Cooking whole octopus may seem intimidating at first, but it’s quite easy! Our octopus has a good natural balance of salty flavor, which means it doesn’t need salt during cooking. The freezing and thawing process helps to tenderize the meat, so this octopus doesn’t need to be tenderized further (no need to beat it against rocks or with a pan or mallet like some recipes suggest!).

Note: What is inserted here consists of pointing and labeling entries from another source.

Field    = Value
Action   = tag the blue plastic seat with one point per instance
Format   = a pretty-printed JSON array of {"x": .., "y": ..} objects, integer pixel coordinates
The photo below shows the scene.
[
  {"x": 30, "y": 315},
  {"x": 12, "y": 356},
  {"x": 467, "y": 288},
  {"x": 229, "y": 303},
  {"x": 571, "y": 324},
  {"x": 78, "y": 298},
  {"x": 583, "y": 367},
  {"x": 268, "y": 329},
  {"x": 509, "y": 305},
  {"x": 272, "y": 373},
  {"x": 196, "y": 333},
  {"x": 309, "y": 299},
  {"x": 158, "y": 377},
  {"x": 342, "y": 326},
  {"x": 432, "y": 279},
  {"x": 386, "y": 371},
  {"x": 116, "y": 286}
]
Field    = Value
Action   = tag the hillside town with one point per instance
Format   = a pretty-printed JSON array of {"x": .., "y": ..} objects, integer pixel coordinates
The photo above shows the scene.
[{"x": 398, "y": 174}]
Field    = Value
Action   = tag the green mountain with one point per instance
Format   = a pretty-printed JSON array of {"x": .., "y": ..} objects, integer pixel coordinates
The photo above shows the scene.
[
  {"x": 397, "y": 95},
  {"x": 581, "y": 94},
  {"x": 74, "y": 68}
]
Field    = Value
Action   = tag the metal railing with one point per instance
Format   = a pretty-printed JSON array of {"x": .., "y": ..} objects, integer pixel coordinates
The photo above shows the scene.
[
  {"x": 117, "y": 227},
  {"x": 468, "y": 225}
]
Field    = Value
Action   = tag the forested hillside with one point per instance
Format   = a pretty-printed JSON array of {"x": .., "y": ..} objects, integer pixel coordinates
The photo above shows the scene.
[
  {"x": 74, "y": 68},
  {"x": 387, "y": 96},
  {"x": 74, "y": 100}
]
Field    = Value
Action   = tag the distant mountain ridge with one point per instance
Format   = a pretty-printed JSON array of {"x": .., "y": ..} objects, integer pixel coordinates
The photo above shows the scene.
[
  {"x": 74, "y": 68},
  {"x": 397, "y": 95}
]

If you’ve never cooked octopus before, here are some important things to know:
Octopus can be cooked whole, or you can separate the tentacles (legs) and top part of the head (hood) prior to cooking. Whether kept intact or not, the beak should be removed before you start cooking.
Octopus Flavor Pairings
Our Portuguese octopus has a very mild and delicate flavor, making it infinitely versatile and adaptable to many different flavor pairings and cuisines. A delicacy around the world, octopus works well with Greek, Mediterranean, Spanish, Italian and Asian dishes. Octopus is very lean, so it's good to balance it with rich or fatty ingredients, like avocado and olive oil. The natural salinity works well when paired with acidic, sour or citrus flavors (like vinegar, lemon and lime juice) and other bitter flavors like radicchio, arugula, and bitter microgreens. The flavor of octopus is equally at home with warming spices (like pimenton, garlic, cayenne, coriander, cumin, and horseradish) as well as cooling herbs (like mint, parsley and cilantro). A 4-6 lb Octopus takes 2-3 hours to cook.